Unless you are overly shy, timid, passive, socially awkward or effeminate, if you are just a normal guy who has average social skills and enough amount of confidence then your personality has little to no affect in terms of sexual attraction.
I’ve talked about before how certain behaviors like assertiveness and dominance can make you more sexually attractive to women.
But the thing is, if you don’t look attractive enough, if you don’t look masculine enough, if you look weak and feminine, if you have soft facial features instead of rugged ones then your “masculine behaviors” won’t work and it will look repulsive or fake to majority of women. They will never buy it. They won’t be impressed about it.
That’s why personality doesn’t have much affect when it comes to sexual attraction.
Because women and all people judge men’s personalities and behaviors based on how they look.
Tall, masculine, good looking men will create an assertive, strong, dominant impression.
Short, fragile, unattractive looking men will create a passive, submissive, timid impression.
And that impression you create on others will be your personality and behaviors. Even though you don’t have that kind of personality women and other people will think that you have one.
Because that’s how our minds work.
A lot of times women think that they are sexually attracted to behaviors and personality, they think they are attracted to confidence, they always say “confidence is sexy” but in matter fact they are attracted to masculine, good looks. They get influenced by looks.
A man’s looks give that confident, assertive, dominant vibe.
Because when an unattractive or weak looking guy acts assertive or masculine they call him creepy or fake or they just laugh at him. They don’t believe him. They think he is overcompensating or just trying to impress women. They think he has no reason to be assertive. Because he doesn’t look like one.

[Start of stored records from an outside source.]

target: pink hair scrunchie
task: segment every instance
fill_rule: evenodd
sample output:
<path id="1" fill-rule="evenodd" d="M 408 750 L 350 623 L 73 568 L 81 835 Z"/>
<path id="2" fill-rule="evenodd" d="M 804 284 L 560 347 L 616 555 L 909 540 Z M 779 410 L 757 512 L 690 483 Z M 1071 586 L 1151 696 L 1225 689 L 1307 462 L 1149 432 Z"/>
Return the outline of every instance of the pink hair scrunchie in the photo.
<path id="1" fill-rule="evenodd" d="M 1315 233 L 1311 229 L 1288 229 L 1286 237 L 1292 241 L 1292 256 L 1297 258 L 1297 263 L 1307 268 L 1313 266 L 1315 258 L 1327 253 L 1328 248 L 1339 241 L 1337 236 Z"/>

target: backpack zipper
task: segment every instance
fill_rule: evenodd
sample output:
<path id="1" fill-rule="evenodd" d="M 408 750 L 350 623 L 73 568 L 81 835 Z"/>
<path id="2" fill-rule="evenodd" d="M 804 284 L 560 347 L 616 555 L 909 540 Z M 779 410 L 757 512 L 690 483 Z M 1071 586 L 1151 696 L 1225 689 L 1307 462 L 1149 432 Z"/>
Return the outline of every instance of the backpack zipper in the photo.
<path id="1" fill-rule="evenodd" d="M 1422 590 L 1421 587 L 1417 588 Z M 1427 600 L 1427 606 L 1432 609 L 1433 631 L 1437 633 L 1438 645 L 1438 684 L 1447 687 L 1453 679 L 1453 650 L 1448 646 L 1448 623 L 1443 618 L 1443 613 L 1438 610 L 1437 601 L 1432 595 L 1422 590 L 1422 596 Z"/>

Therefore your words, your behaviors don’t matter much in terms of sexual attraction, how you look and what impression you give is the most important.
Looking confident and aggressive is way more powerful than acting confident and aggressive. Looking strong and masculine is way more powerful than just acting masculine.
If you look at the picture above, guy on the left looks confident, dominant and aggressive. And even that guy does nothing, showing no behaviors still women will say that he is confident, he is successful and dominant.
And the guy on the right looks weak and small, he looks timid and passive. He looks harmless. And no amount of aggressive, confident masculine behaviors will make him look more manly because women will not believe it. They will instantly judge him, they will judge his personality and behaviors based on the impression they get from him. And they will expect him to act certain way.
That’s why your personality and behaviors has little to no affect in terms of sexual attraction.
Aggressive, dominant masculine behaviors will only work or they might increase your sexual attractiveness when you have masculine, good looking appearance already.
And this has been proven by many studies. When women rate men’s personality they get affected by their looks and can’t evaluate objectively.
Personality and looks go hand in hand. They affect eachother. If you are 2 or 3 in terms of looks you can’t make your attractiveness 6 or 7 with just your behaviors. It doesn’t work like that and studies prove this.
If you looks harmless and passive, if you look unattractive no amount of behaviors will make any difference because you will simply look fake or your behaviors will create discomfort in women.
Confidence and masculine behaviors work or they may increase your sexual attractiveness when you already look confident. When you have masculine, attractive looks.
Tall, fit, good looking guy will naturally look confident and assertive. He doesn’t need to show much behaviors. If he is not overly submissive, passive or effeminate, if he has normal masculine behaviors like any normal man then he doesn’t need any extra personality.
Because his looks will create that confident, successful, assertive aura.
And that’s what women mean when they say “confidence is sexy” or “he has that sexy aura” or “i desire funny guys” etc.
They try to say that “his good looking appearance is looking confident, his good looks give positive, strong energy or anything he says is funny to me because of his good looks”.
That’s the truth.
A man’s looks spark feelings in women not his behaviors. Same behaviors and personality traits can get completely different results with a different looking guy.
Therefore without having an attractive, masculine looks you can’t just act strong and masculine. You have to look good and strong before acting like that.
Because otherwise you will make women feel confused, they will get triggered by you, they won’t understand the source of your confidence.
A man’s personality might matter and play an important role especially when women are looking for long term partnership and emotional connection. When they look for stability and security.
But when it comes to sexual attraction your personality has little affect or it is just irrelevant in many times.